J’ai fait le choix d’un focus sur un espace où l’idée de « faire société » devrait normalement s’exprimer. On verra qu’il y a encore beaucoup à faire mais que des pistes de progrès sont possibles, à condition de le vouloir.
Un examen critique du fonctionnement des conseils d’administration gagnerait à être engagé après près de vingt cinq ans. Trop souvent, leurs débats se limitent à des échanges convenus entre deux catégories d’acteurs (direction et enseignants) s’opposant d’une manière artificielle et qu’il est opportun de dépasser.
Je me propose donc d’esquisser ici l’observation du rôle qu’y tient chaque catégorie d’acteurs et de voir quelques pistes de progrès possibles. L’essentiel de cette intervention a fait l’objet d’une publication dans la revue « diversité –ville/école/intégration » n° 150 de septembre 2007.
Les personnels de direction et d’éducation
Le législateur a assigné aux chefs d’établissement plusieurs missions : représentant de l’Etat nommé par celui-ci, responsable de l’exécutif de l’EPLE et donc garant de son autonomie juridique, responsable de la bonne conduite des activités pédagogiques et éducatives. Ces trois missions, en principe complémentaires, peuvent entrer en tension, par exemple la tension entre autonomie locale et appartenance à un système hiérarchique.
Cette tension est aujourd’hui compliquée par le sentiment d’irruption d’une hiérarchie supplémentaire, les collectivités territoriales.
Ces missions multiples, voire contradictoires sont réunies dans la présidence du CA conférée de droit au principal ou au proviseur avec la redoutable tâche de concilier son lien hiérarchique avec le recteur et l’inspecteur d’académie et la défense de l’identité et des intérêts propres de l’établissement qu’il dirige.
De ce fait la « présidence » des CA est nécessairement orientée par les objectifs que poursuit le chef d’établissement. Son attention aux intérêts défendus par les autres membres du CA ne peut manquer de s’en trouver altérée.
Bien entendu, cette posture se justifie totalement par la définition d’une autonomie cadrée par la place de l’établissement dans un système éducatif où l’Etat entend continuer de jouer tout son rôle.
Mais la variété des styles de direction fait que les risques d’exercice solitaire du pouvoir ou de manipulation de l’assemblée par la maîtrise de l’information ne peuvent être totalement exclus. Euphémisme !
Pour l’instant, les tentatives de modification de ce système où le chef – président est juge et partie, se heurtent à l’opposition des représentants syndicaux des personnels de direction.
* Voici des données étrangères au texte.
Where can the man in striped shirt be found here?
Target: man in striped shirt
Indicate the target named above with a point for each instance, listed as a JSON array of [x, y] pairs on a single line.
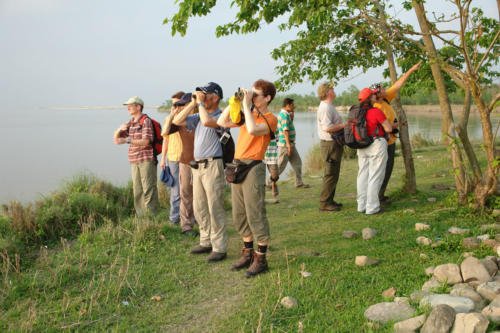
[[287, 150], [139, 134]]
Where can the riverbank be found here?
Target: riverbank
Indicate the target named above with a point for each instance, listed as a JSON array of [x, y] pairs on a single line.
[[137, 275]]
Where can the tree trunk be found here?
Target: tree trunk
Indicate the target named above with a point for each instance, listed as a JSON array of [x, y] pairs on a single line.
[[404, 135], [464, 137], [447, 127], [489, 181]]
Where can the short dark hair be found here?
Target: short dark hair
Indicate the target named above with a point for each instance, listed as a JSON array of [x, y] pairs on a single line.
[[287, 101], [268, 88], [178, 94]]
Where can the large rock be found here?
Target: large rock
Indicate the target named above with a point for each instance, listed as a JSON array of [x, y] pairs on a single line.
[[486, 227], [389, 293], [430, 270], [457, 231], [350, 234], [409, 325], [459, 303], [473, 270], [467, 291], [422, 226], [431, 285], [449, 273], [490, 265], [389, 311], [368, 233], [365, 261], [489, 290], [417, 295], [289, 302], [424, 241], [440, 320], [470, 323], [470, 243], [492, 311]]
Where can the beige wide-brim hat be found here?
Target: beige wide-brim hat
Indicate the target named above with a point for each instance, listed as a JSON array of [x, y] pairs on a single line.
[[134, 100]]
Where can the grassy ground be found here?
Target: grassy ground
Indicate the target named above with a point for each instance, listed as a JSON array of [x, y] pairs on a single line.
[[108, 278]]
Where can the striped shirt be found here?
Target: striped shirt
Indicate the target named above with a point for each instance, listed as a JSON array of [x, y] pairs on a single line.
[[285, 123], [136, 131], [271, 156]]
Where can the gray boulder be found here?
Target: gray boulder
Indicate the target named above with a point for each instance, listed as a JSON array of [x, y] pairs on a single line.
[[492, 311], [368, 233], [474, 270], [489, 290], [389, 311], [440, 320], [470, 322], [467, 291], [409, 325], [458, 303], [449, 273], [350, 234]]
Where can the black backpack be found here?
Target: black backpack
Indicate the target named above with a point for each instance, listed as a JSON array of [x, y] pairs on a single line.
[[227, 143], [355, 132]]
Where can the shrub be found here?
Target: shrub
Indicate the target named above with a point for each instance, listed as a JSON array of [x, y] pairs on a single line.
[[418, 141]]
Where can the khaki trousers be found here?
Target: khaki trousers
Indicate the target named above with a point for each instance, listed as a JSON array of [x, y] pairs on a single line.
[[294, 160], [331, 154], [208, 204], [186, 183], [145, 187], [249, 210]]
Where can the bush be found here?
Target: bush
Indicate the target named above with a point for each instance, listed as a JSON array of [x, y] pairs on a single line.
[[418, 141], [62, 213], [314, 162]]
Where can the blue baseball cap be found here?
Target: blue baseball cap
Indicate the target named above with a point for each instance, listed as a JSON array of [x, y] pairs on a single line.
[[211, 88], [186, 98]]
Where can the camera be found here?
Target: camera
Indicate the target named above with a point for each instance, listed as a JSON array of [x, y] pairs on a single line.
[[239, 94], [224, 138]]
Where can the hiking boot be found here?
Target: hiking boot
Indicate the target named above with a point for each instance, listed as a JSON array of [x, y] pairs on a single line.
[[259, 265], [275, 191], [190, 232], [245, 259], [198, 249], [216, 256], [329, 208]]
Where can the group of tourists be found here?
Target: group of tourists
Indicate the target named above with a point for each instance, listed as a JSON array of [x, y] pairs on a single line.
[[193, 159]]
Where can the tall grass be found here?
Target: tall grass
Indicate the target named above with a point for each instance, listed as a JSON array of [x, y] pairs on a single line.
[[315, 163], [63, 213]]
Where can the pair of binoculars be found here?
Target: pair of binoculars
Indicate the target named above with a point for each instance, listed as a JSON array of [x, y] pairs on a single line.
[[240, 94]]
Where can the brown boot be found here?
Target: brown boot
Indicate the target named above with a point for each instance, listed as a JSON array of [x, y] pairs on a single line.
[[259, 265], [245, 259]]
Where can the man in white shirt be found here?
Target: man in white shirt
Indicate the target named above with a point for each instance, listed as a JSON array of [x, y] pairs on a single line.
[[329, 122]]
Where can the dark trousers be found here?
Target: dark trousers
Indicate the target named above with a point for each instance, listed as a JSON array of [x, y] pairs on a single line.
[[331, 154], [391, 152]]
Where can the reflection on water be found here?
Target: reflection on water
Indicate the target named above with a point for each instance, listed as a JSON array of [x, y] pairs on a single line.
[[41, 148]]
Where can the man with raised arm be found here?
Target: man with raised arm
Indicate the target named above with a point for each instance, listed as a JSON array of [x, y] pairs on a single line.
[[208, 170], [384, 98], [329, 122], [249, 210], [139, 135]]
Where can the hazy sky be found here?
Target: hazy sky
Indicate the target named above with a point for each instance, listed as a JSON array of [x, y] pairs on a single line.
[[92, 53]]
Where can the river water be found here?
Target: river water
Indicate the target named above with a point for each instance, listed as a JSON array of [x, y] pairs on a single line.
[[42, 148]]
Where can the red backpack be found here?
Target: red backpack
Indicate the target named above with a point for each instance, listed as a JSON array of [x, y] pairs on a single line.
[[157, 138]]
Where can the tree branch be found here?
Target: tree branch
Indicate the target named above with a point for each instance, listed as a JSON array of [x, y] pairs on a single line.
[[487, 52], [494, 100]]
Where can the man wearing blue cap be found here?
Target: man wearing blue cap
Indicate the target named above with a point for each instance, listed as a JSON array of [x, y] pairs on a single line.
[[208, 170]]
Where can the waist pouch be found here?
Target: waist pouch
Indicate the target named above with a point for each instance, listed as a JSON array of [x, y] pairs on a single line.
[[237, 171]]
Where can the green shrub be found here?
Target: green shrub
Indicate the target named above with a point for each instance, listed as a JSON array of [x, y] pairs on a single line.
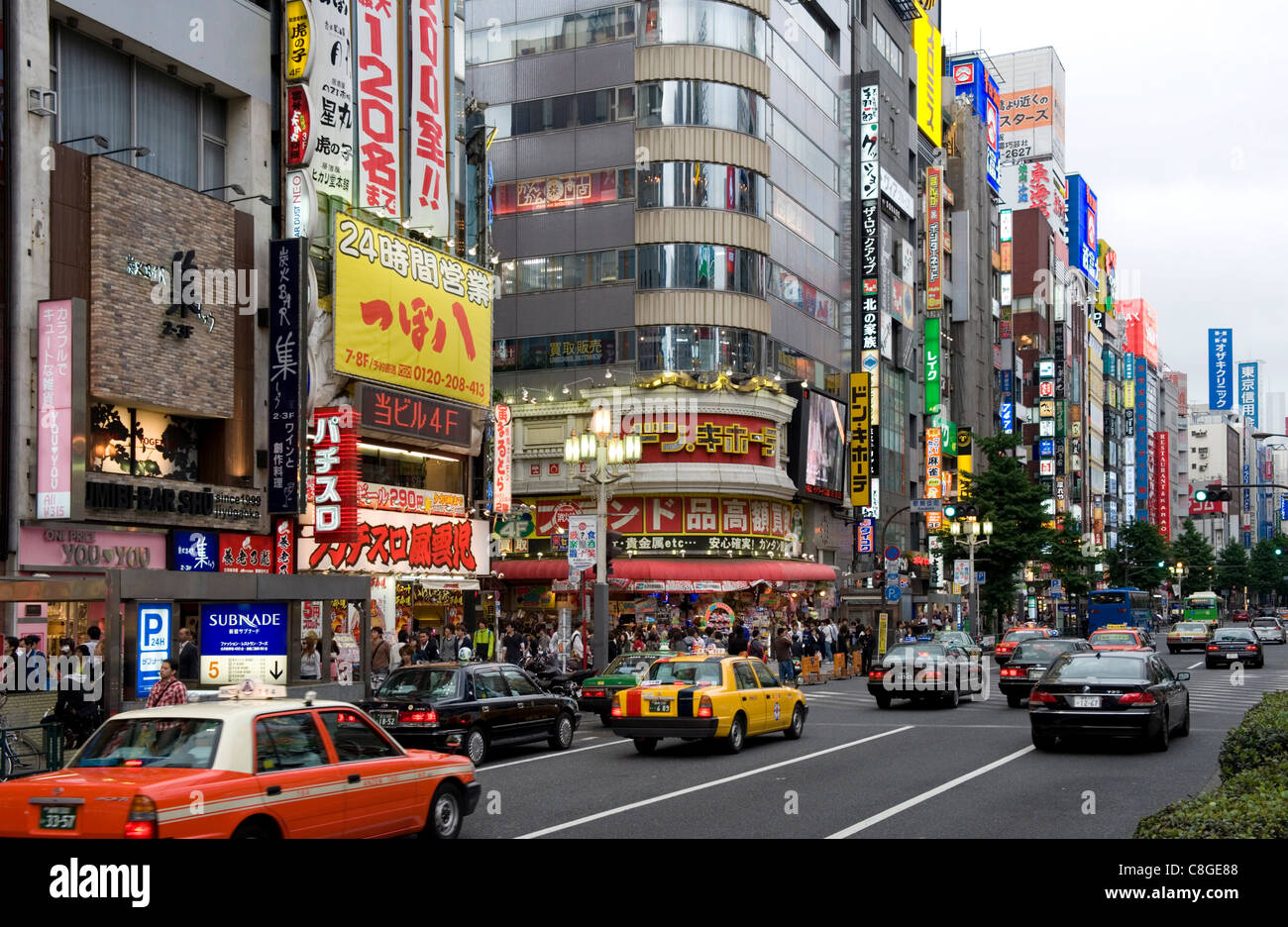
[[1260, 738], [1252, 803]]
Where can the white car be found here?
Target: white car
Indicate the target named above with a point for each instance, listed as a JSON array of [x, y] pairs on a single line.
[[1269, 630]]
L’exemple des établissements publics agricoles ou d’autres structures de l’Education nationale ne font pas recette. Pour combien de temps ? J’ai dirigé un CRDP dont les CA étaient présidés par le recteur. Les ordres du jour et la préparation des séances faisaient l’objet d’une solide préparation et ma position de directeur était confortée par le président du CA !
Si la posture des gestionnaires, agents comptables, chefs de travaux et directeurs adjoints chargés de SEGPA est facilement identifiable de par leurs missions spécifiques, d’autres situations méritent encore examen :
- celle des adjoints dont le statut est peu défini réglementairement et les fonctions très conditionnées à la réalité de l’établissement et à la relation avec le chef
- celle du CPE, membre de droit, fréquemment tiraillé entre les impératifs de loyauté liés à sa désignation et son souhait de compter parmi les représentants des personnels.
Pour l’observateur avisé, le CA est un bon observatoire de la solidarité réelle de l’équipe de direction et des relations de loyauté en son sein."